Final answer:
The final component in a retail strategy is building a sustainable competitive advantage, considering factors such as the production model and cost structure. This enables differentiation in competitive markets, like those found in Amazon's practices, and addresses the balance between product variety and efficiency, impacting consumer choice and cost.
Step-by-step explanation:
The final element in a retail strategy, after selecting a target market and a retail mix, is the retailer's approach to building a sustainable competitive advantage. Retailers need to consider their production model and cost structure to determine what to sell, the quantity of output, and the pricing strategy. This approach helps retailers like Amazon to undercut the prices of competitors by considering factors such as the cost of shipping and enables them to thrive in different market structures. In monopolistically competitive markets, firms can increase demand for their products through various means aside from advertising, such as product differentiation, improving product quality, or enhancing customer service.

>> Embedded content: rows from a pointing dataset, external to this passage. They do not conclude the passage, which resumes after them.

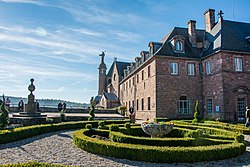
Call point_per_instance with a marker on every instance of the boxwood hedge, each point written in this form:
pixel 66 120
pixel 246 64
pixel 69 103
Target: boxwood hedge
pixel 7 136
pixel 158 154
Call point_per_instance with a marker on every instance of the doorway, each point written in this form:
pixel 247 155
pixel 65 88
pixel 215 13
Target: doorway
pixel 241 106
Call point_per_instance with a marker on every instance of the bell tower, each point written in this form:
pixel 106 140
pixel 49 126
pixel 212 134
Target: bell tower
pixel 102 75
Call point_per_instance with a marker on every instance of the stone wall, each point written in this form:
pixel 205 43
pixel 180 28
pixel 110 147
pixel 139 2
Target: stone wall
pixel 224 85
pixel 213 87
pixel 137 87
pixel 170 87
pixel 69 110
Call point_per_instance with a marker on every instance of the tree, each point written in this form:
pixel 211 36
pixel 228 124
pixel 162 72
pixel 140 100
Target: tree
pixel 196 113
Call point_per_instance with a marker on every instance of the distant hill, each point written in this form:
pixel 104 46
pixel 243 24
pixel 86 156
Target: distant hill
pixel 48 102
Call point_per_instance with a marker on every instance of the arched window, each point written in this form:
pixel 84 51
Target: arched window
pixel 109 81
pixel 183 105
pixel 179 46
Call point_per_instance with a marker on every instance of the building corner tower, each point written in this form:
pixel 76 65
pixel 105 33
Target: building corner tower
pixel 102 75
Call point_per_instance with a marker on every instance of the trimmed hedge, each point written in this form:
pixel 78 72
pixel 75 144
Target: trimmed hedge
pixel 32 164
pixel 122 138
pixel 7 136
pixel 157 153
pixel 227 126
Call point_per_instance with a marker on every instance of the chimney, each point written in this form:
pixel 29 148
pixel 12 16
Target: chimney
pixel 192 32
pixel 209 19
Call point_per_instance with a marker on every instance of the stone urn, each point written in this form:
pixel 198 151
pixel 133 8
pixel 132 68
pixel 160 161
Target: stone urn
pixel 157 129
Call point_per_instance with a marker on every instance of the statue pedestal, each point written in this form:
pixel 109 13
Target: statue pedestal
pixel 30 107
pixel 30 116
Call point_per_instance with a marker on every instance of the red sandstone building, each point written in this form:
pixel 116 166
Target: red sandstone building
pixel 188 64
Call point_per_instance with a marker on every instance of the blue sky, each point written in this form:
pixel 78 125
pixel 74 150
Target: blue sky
pixel 57 42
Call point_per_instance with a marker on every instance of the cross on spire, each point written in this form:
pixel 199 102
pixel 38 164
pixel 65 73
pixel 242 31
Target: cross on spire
pixel 220 14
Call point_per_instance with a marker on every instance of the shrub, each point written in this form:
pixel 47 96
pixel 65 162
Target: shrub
pixel 239 137
pixel 156 153
pixel 62 116
pixel 101 123
pixel 4 115
pixel 32 164
pixel 127 125
pixel 196 113
pixel 114 127
pixel 88 126
pixel 122 110
pixel 7 136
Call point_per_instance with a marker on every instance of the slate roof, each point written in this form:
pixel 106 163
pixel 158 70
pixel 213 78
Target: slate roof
pixel 190 52
pixel 110 96
pixel 230 36
pixel 120 66
pixel 226 35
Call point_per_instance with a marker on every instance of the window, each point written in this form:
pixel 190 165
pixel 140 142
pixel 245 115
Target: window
pixel 148 71
pixel 241 106
pixel 190 69
pixel 142 104
pixel 174 68
pixel 208 67
pixel 103 71
pixel 148 103
pixel 178 46
pixel 209 106
pixel 238 64
pixel 137 104
pixel 183 105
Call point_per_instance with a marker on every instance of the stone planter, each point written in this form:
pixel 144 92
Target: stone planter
pixel 157 130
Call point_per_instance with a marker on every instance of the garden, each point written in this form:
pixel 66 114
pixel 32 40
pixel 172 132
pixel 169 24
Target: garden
pixel 161 141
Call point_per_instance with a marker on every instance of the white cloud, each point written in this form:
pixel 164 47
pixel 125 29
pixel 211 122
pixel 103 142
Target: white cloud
pixel 22 1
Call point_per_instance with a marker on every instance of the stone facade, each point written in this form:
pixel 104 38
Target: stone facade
pixel 171 87
pixel 211 66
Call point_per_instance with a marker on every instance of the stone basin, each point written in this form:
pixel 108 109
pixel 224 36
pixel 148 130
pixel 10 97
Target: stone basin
pixel 157 130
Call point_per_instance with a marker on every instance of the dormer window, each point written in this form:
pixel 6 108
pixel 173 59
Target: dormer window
pixel 177 43
pixel 179 46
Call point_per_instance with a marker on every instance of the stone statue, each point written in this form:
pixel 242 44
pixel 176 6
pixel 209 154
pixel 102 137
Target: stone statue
pixel 31 88
pixel 102 55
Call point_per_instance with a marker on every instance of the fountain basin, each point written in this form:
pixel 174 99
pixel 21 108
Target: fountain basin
pixel 156 129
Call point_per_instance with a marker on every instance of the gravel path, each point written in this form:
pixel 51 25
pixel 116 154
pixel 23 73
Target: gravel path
pixel 58 148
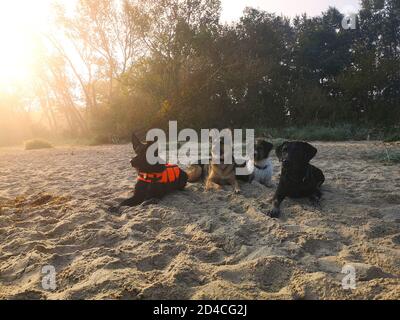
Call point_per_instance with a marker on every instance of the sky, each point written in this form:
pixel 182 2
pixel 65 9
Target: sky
pixel 21 19
pixel 232 9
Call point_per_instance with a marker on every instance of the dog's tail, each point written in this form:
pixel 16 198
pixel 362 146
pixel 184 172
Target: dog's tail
pixel 194 172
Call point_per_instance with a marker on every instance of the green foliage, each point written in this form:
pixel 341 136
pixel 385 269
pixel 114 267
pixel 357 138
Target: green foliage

Monopolistically competitive industries tend to avoid long-run equilibrium due to constant product differentiation and competition, which leads to neither allocative nor productive efficiency.
In terms of product variety, there is a balance to be found. While variety ensures consumer choice and caters to diverse preferences, it does come with the opportunity cost of higher prices due to less economies of scale. Firms have to analyze and decide the right amount of variety they can offer without overwhelming consumers or inflating costs unnecessarily.